If you can find them in small enough to fit sizes, 8mm OD is crowded.
The screws I used were the "last of the Mohicans" that Stewart Stevensen 
had apparently stripped out of a surplus assembly of some unknown sort, 
I bought the last 3 he had. The nuts and screw fit were such that I was 
able to refill the nuts with .001" bigger balls I sourced from ebay.
2 of them are in my expended table micromill, and the last is now in the 
crossfeed of my 11x36 Sheldon. Those nuts were flangeless, so holder 
cages had to be made. The  last "cage" I made used setscrews to clamp 
lengthwise, with about 3/16" of old felt hat washers of both ends and 
cone shaped brass pieces to contain the felt, which serves as both 
oilers and debris wipers. I did somewhat the same in the micromill, but 
tapped one side of the holder block at 50 tpi, and made a threaded 
screwin plug to achieve a lengthwise grip on the nut and some of that 
same old felt hat. Those two have weed eater fuel lines to bring them 
oil from a manifold on the post, but the sheldon's cage was filled with 
silicon seal on the bottom, and I remove the bolt thru the top that 
connects to the crossfeed and refill it via the bolthole in the cage.

> 4) Add a 4th axis

Stay away from any table made in India. If you think Chinese stuff is 
schloppy, you'll get quickly informed its worse, lots worse than the 
Chinese stuff. I was dumb and bought a 4", but when I motorized it, the 
inconsistent backlash and lack of a set of table locks became quite 
obvious. And the odd angle the motor sticks out is a PITA, always 
hitting something. So look for something with a horizontal worm AND 
clearance enough to clear the table with the motor unless you want to 
make a pad to gain the clearance. I've been mentally plotting how to 
make a 45 degree tilt mount so the motor will stick out horizontally, 
but haven't yet found out where I stashed my round tuit, may have to 
make more of those if I can ever find a pattern that doesn't have 
copyright stamped all over it. :)

> I want to document the process so if it works someone else can
> duplicate it.
>
Thats to be desired.

> I ended up reading a lot of data from the belt supplier's web sites. 
> Yes GT2 profile should be used in every new design.  Only use
> trapezoid profile teeth as replacement parts.   The newer profile
> almost doubles the system performance and as you said, it uses a much
> lower belt tension too.
>
> The major different I find between ball and lead screws is friction. 
> A ball screw converts about 95% of the applied motor torque to thrust
> while a lead screw converts only 40% to 50% of the torque to thrust,
> the rest of the power goes into heating the screw and nut by sliding
> friction.  So in theory I should see at least a doubling on the z-axis
> performance you have. I don't know, we shall see.
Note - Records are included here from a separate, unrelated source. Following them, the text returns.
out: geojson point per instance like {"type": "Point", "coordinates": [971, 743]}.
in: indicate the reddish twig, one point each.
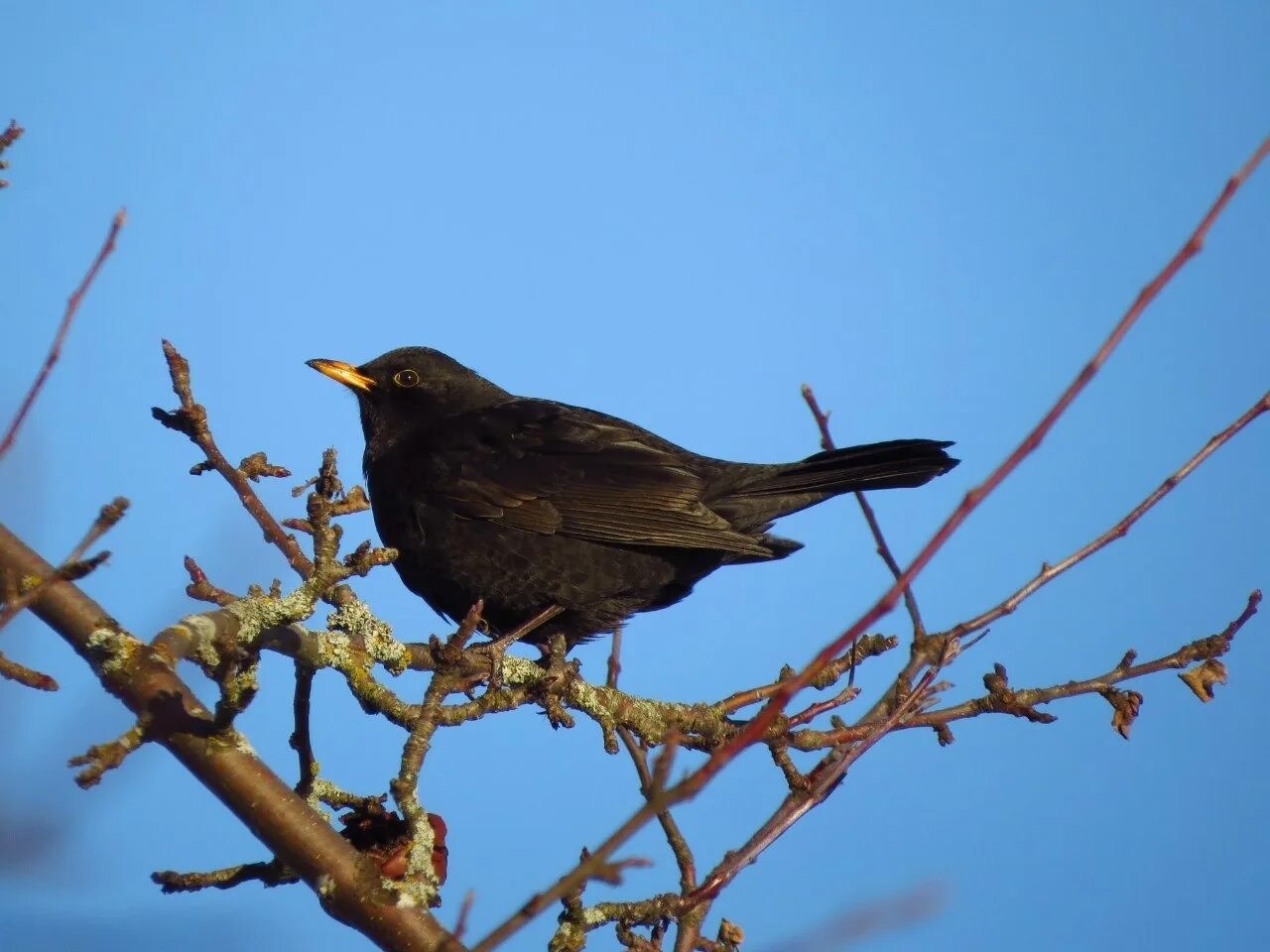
{"type": "Point", "coordinates": [822, 421]}
{"type": "Point", "coordinates": [1024, 701]}
{"type": "Point", "coordinates": [190, 419]}
{"type": "Point", "coordinates": [60, 336]}
{"type": "Point", "coordinates": [7, 139]}
{"type": "Point", "coordinates": [1120, 530]}
{"type": "Point", "coordinates": [758, 725]}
My performance is limited more by low motor voltage (28 volts) than by 
friction. The diff between 28 volts and 40 volts, using the same 2m542 
driver, is eyebrow raising. Same motor, damper & driver on the 7x12's z 
axis, 2/1 gearing (not belt, gears, 40 on motor, 80 on screw), makes 
around 90 ipm on the lathe.

> My cheap ($190) 3D printer has me spoiled.  It routinely operates at
> 100 mm per second.  (in Imperial units that is 230 inches per minute.)
>  It can reliably move 30% faster.  My eye cannot really follow motion
> that quick. It can print anything I can draw.    Now I want  milling
> machine like that.

So do I, till I think of the cost of broken tooling.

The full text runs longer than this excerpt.